Moving ice may keep a Royal Dutch Shell petroleum drill ship away from a Chukchi Sea prospect for several days, a Shell Alaska spokesman said Tuesday.
Curtis Smith said at midday that a massive ice pack heading toward the Burger Prospect had slowed from 0.5 knots to 0.2 knots — about 1/4 of a mile per hour — and remained 10 to 12 hours away.
“Depending on conditions, it could be a few or, potentially, several days before it’s safe enough to resume drilling,” he said in an email response to questions.
The prospect is 70 miles off the coast. The Noble Discoverer drill ship has moved 30 miles south and will remain there until the ice — 30 miles long, 12 miles wide and up to 82 feet thick — has passed and is unlikely to change course and return.
The ship began preliminary work Sunday on an exploratory well — the first drilling in U.S. Chukchi waters since 1991 — but was forced to stop hours later when ice headed for the ship was spotted more than 100 miles away.
Shell drilling protocol calls for the vessel to disconnect from its eight anchors when ice approaches.
Environmental groups, which have challenged Arctic offshore drilling in lawsuits, said the interruption underscores the dangers of drilling. Smith said the company is taking a cautious approach.
The company spent $2.1 billion on Chukchi Sea leases in 2008 and more than $4.5 billion overall on Arctic offshore drilling, including the Beaufort Sea.
The state of Alaska hopes oil from offshore drilling will eventually refill the trans-Alaska pipeline, which now runs at less than one-third capacity. Federal officials estimate Arctic waters hold 26 billion barrels of recoverable oil and 130 trillion cubic feet of natural gas.

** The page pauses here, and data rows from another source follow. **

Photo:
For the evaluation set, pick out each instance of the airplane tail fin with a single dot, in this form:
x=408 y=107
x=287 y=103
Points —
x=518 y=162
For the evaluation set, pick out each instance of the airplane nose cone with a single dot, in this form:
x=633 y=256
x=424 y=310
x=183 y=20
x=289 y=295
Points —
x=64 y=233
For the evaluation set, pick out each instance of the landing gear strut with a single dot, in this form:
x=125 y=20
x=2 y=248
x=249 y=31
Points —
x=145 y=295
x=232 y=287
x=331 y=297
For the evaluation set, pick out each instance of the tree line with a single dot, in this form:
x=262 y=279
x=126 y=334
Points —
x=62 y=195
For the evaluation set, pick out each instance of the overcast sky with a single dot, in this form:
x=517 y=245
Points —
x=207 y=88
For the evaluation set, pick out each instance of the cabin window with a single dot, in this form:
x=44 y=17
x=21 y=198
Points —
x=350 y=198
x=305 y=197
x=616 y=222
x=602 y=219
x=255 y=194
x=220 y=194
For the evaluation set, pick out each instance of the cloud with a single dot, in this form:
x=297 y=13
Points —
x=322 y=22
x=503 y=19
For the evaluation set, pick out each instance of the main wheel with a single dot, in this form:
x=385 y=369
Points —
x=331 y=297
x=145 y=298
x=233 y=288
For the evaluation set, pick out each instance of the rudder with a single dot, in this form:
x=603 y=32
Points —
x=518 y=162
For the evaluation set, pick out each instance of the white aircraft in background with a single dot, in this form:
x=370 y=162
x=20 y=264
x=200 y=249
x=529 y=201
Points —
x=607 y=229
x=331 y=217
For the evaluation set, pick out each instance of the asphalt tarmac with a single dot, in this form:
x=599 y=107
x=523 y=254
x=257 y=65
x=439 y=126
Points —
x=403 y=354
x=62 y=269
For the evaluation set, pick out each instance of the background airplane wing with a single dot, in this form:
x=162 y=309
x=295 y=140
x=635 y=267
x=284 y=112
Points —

Interior Secretary Ken Salazar announced Aug. 30 that Royal Dutch Shell PLC would be permitted to begin preparation work at the Chukchi site even though the company’s spill response barge has not been certified. The company was authorized to drill narrow pilot holes 1,400 feet below the ocean floor and roughly 4,000 feet above a petroleum reservoir.
Smith said the response barge, which was refurbished in Bellingham, Wash., has been undergoing sea trials and was scheduled for more inspections Tuesday.
The company’s drilling permit calls for Chukchi drilling to end Sept. 24, a month before seasonal sea ice is expected at the prospect. The company has applied for a two-week extension but has heard no word on the request, Smith said.
Shell’s second drill ship, the Kulluk, is in the Beaufort Sea waiting to move onto an offshore prospect after the fall bowhead whale hunting season. Whalers from Nuiqsut have used three of their four strikes, Smith said, and Kaktovik whalers have used one of three allowed under subsistence hunting rules. Both were hunting Tuesday.
The Kulluk, an ice-reinforced drill ship, is authorized to drill into hydrocarbon zones up to Oct. 31, Smith said.